The week is tough for The U.S. stock market as this period has been one of the most depressed in form of corporate earnings. Investors are not ready to look at market though Federal Reserve is trying its best as investors has forsaken $44 billion worth of stocks for the past five weeks. Still the analysts have hope in the market. 

  The Dow jones Industrial average, the Nasdaq Composite COMP. the S&P 500 – all of them were down when last week ended while the first and the last for third consecutive week and the middle for fourth.

  This loss did not put Jeffrey Saut, chief investment strategist at Raymond James down as he still predicts that buying interest will recover soon. He quoted “We are in the process of making a meaningful low.” 

  Earnings:

  71% out of 90% of S&P 500 companies have shown better earnings in first-quarter earnings, which may be due to fewer expectations than performance enhancement. 

  There will be clarity if the weakness  is due to upscale brands like Macy’s Inc. M, +0.03%  and Nordstrom Inc. JWN, -13.42% . Analysts measured by FactSet believe Price competitive retailers like Wal Mart to report earnings of 88 cents a share on revenue of $113.1 billion.

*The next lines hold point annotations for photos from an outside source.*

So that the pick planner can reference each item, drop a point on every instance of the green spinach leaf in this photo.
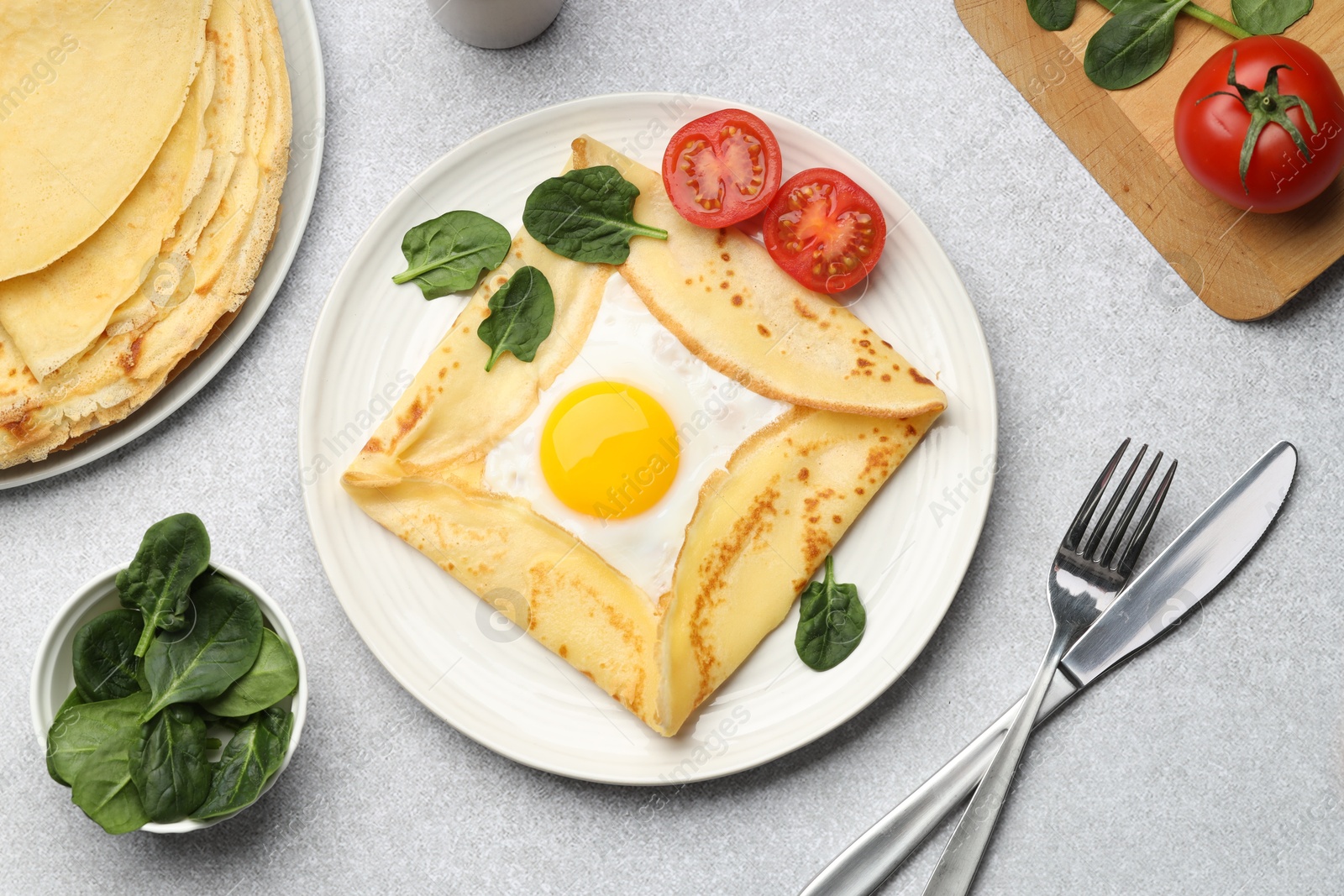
(270, 679)
(280, 725)
(522, 313)
(73, 700)
(586, 215)
(104, 656)
(104, 786)
(831, 622)
(221, 647)
(1053, 15)
(168, 763)
(78, 730)
(158, 582)
(449, 253)
(1269, 16)
(1133, 45)
(255, 752)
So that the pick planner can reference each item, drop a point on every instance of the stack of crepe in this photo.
(143, 152)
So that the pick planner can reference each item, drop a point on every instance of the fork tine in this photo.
(1146, 524)
(1075, 532)
(1117, 537)
(1110, 506)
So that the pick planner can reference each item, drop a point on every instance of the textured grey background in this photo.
(1211, 765)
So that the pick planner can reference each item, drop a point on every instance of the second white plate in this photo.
(907, 553)
(307, 90)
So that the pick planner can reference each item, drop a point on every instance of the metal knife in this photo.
(1156, 600)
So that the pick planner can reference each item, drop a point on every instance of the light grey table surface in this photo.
(1210, 765)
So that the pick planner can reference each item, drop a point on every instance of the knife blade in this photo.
(1155, 600)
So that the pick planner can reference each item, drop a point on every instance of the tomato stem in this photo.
(1216, 20)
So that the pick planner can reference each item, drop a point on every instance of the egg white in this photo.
(711, 412)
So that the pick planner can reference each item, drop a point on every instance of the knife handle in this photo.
(871, 859)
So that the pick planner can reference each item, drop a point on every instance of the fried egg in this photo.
(618, 446)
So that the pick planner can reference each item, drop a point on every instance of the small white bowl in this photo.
(53, 674)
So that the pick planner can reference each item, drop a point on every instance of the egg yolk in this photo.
(609, 450)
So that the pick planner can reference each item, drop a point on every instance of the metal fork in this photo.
(1084, 579)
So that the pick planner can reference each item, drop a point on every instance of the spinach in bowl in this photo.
(134, 741)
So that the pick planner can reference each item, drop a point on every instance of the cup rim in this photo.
(60, 629)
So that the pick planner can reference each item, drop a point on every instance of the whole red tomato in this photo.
(1261, 123)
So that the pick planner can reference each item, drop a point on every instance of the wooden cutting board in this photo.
(1241, 265)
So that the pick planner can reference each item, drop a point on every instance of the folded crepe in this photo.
(763, 524)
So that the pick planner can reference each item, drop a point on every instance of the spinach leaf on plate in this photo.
(586, 215)
(831, 622)
(1133, 45)
(104, 656)
(104, 786)
(203, 661)
(250, 758)
(449, 253)
(1269, 16)
(158, 582)
(522, 315)
(270, 679)
(168, 763)
(78, 730)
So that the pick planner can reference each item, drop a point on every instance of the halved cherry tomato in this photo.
(722, 168)
(824, 230)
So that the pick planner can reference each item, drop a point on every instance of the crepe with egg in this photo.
(656, 602)
(203, 269)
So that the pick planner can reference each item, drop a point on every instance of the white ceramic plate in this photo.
(907, 553)
(304, 60)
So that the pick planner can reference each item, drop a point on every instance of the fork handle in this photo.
(960, 862)
(869, 862)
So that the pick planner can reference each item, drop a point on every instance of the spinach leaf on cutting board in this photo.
(1269, 16)
(1133, 45)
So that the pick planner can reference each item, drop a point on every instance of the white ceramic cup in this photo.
(54, 678)
(495, 24)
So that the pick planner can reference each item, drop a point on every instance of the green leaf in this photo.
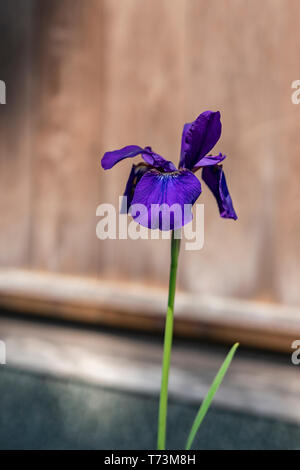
(210, 395)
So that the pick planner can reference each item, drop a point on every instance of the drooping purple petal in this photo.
(209, 160)
(157, 161)
(198, 138)
(137, 171)
(215, 179)
(164, 200)
(109, 159)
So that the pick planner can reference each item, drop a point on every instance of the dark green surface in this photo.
(45, 413)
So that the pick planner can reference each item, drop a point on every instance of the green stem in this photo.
(163, 402)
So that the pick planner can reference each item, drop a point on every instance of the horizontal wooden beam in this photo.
(133, 363)
(128, 305)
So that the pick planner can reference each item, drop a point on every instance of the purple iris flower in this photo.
(158, 186)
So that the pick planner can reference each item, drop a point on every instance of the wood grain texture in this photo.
(109, 73)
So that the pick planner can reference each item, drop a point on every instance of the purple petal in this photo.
(137, 171)
(209, 160)
(214, 177)
(164, 200)
(109, 159)
(198, 138)
(157, 161)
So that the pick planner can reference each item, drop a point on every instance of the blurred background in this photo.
(82, 319)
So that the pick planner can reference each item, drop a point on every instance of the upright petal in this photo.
(164, 200)
(157, 161)
(109, 159)
(214, 177)
(209, 160)
(198, 138)
(137, 171)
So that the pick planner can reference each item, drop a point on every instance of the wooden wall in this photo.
(86, 76)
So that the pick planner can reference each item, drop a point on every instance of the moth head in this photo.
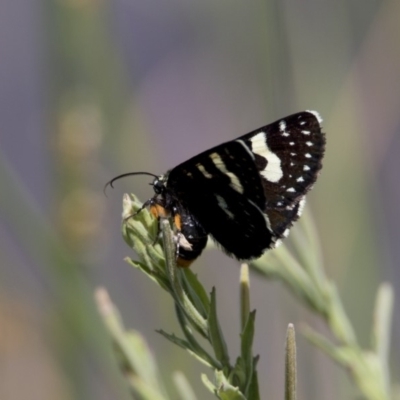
(158, 182)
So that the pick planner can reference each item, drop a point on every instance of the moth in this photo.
(246, 193)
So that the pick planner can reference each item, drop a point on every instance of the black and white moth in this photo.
(245, 193)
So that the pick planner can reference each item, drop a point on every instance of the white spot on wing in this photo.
(183, 242)
(273, 171)
(302, 203)
(222, 204)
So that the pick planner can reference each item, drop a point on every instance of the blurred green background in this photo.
(93, 88)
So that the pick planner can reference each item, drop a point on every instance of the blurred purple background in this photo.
(91, 89)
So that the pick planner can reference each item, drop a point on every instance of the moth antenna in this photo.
(110, 183)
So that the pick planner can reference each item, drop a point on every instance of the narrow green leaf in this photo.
(244, 294)
(185, 391)
(216, 337)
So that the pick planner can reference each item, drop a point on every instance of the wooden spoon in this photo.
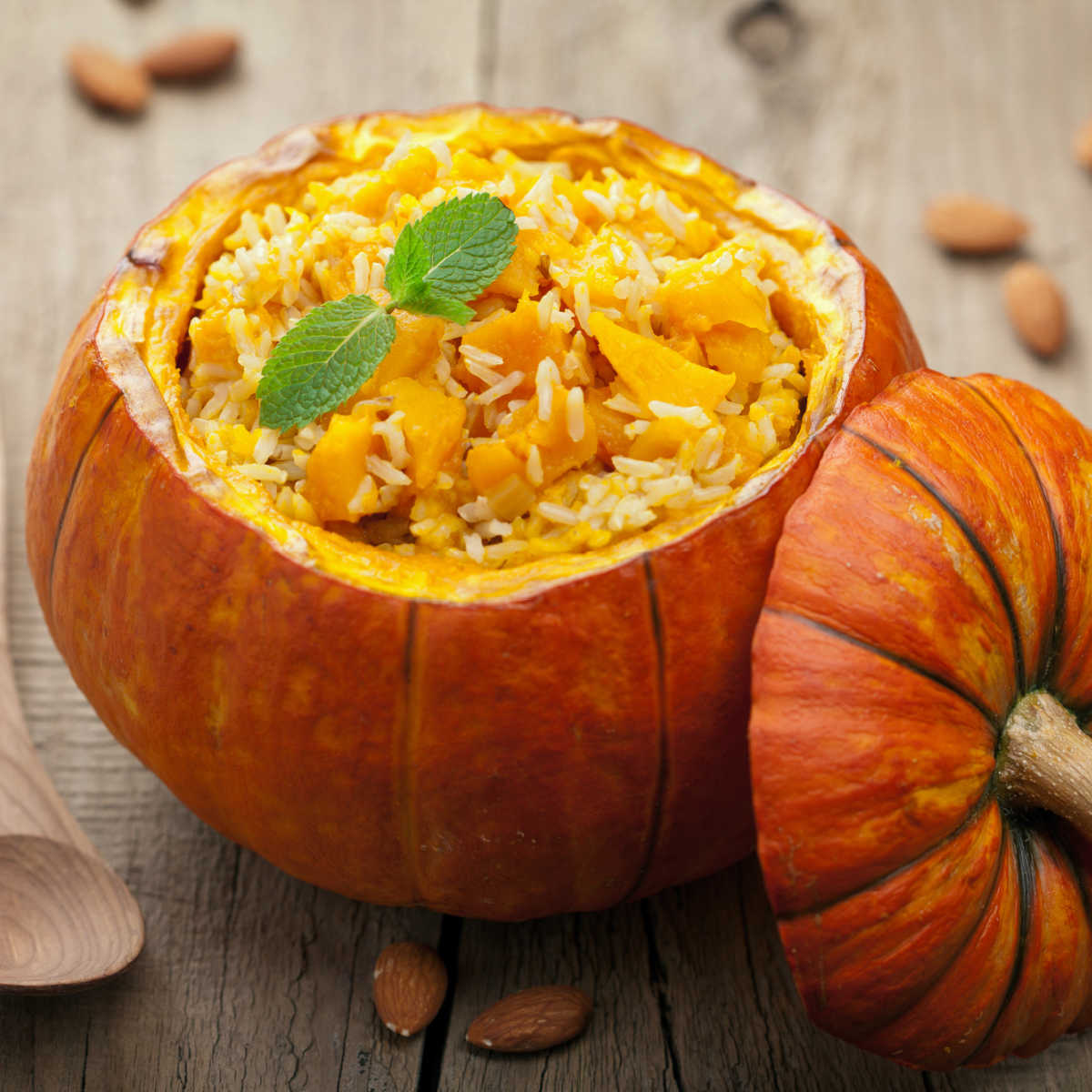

  Some other retailers about to release earnings are Home Depot Inc. HD, -0.79% Lowe’s Cos. LOW, -0.52% Staples Inc. SPLS, +0.85% and Target Corp. TGT, -2.28%

  Economic Data:

  Economists are cautioning that quick rise will be a harbinger of a forthcoming Fed rate trek. 

  The arrival of Industrial yield and limit usage information for April on Tuesday will permit financial specialists a further look into the soundness of the U.S. fabricating segment while the jobless information on Thursday will likewise be investigated.

  The Federal Reserve:

  Though the Chairman of Fed Reserve Janet Yellen had not promised anything about rate decision, many Fed officials have recommended a hike in interest rate with the recovery of economy. 

  As per said Joseph Lavorgna, chief U.S. economist at Deutsche Bank “The April FOMC minutes, released on Wednesday afternoon, are likely to strike a more balanced tone than the dovish meeting statement. This is because various FOMC participants have made comments over the past several weeks emphasizing policy flexibility and the Fed’s expectation that output growth will rebound after a soft first quarter.

  Crude oil:

  It’s both a boon and a bane for the US market whatever happens to the crude oil price as it depends on who is going to purchase. Still the stock prices depend on the crude oil price and oil prices may get a hike soon. One barrel of oil priced at $ 46.21 after a fall in the New York Mercantile Exchange.

  U.S. Dollar:

  There is a prediction by Bank of America Merrill Lynch that US Dollar rally will continue which will have a big impact on the stocks as US goods will start costing more in other countries which will be a drawback for the multinational companies.